English opera singer (born 1990)

Alex Banfield (born 17 February 1990) is an English opera and concert tenor.

==Early life and education==
Banfield grew up in Morpeth, Northumberland, and performed in local choral and operatic productions in Northern England in his early twenties, while obtaining a degree in Sociology from Leeds University. He then trained at the Royal Northern College of Music in Manchester, receiving a Master of Music (Voice). While a student in Manchester, he was a lay clerk at Manchester Cathedral. In 2013, he was a scholar with the Samling Institute (Samling Academy Opera), and made his debut with the title role in Britten's Albert Herring. He returned to Samling for their 2015 production of Ravel's L'enfant et les sortilèges to sing the Teacup and the Frog.

==Career==
He performed full time with Opera North in Leeds until August 2020, when he joined the ensemble at Theatre Basel, Switzerland as a young artist on their OperAvenir 20/21 program. For Opera North he sang Sam Kaplan in Street Scene, Nikolio in Greek Passion by Martinů (directed by Christopher Alden), Jonathan Dale in the UK premiere of the Pulitzer Prize-winning opera Silent Night by Kevin Puts (directed by Tim Albery), St. Brioche in The Merry Widow, Hrazda in Osud (Janáček), and Nemorino in L'elisir d'amore for their Whistle Stop tour.
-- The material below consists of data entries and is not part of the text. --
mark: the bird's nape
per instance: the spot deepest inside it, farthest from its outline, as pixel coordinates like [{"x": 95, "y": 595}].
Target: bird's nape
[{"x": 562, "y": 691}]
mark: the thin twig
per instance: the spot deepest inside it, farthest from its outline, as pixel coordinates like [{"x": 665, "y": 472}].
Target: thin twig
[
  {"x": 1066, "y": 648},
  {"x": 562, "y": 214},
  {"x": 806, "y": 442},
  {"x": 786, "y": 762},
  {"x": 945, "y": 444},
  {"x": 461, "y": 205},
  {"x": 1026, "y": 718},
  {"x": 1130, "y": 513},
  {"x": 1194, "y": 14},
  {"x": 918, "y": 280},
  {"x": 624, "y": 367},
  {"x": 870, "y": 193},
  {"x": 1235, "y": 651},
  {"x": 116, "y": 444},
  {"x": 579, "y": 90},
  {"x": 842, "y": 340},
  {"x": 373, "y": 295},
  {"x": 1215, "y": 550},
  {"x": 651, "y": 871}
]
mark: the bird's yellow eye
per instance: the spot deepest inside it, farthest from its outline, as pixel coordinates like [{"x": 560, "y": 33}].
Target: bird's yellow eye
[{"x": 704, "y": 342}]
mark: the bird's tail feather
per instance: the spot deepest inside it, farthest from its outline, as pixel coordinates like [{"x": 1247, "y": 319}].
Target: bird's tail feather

He performed regularly in Manchester, including with the Manchester Opera Ensemble, Turton Consort, Chetham Chamber Orchestra and Manchester Baroque. In 2024, for Les Talens Lyriques he performed in a recording for the label Château de Versailles Spectacles in a little known piece, L'Olimpiade by Cimarosa, which culminated in a performance at the Royal Opera of Versailles. He has also performed with the Vienna Tonkünstler Orchestra, BBC Philharmonic Orchestra, the Royal Northern Sinfonia, and was regular soloist for the Liverpool Bach Collective.

==Personal life==
Banfield is married to wife Wallis Giunta and they have two children Geordie (born 2021) and Bonnie (born 2023).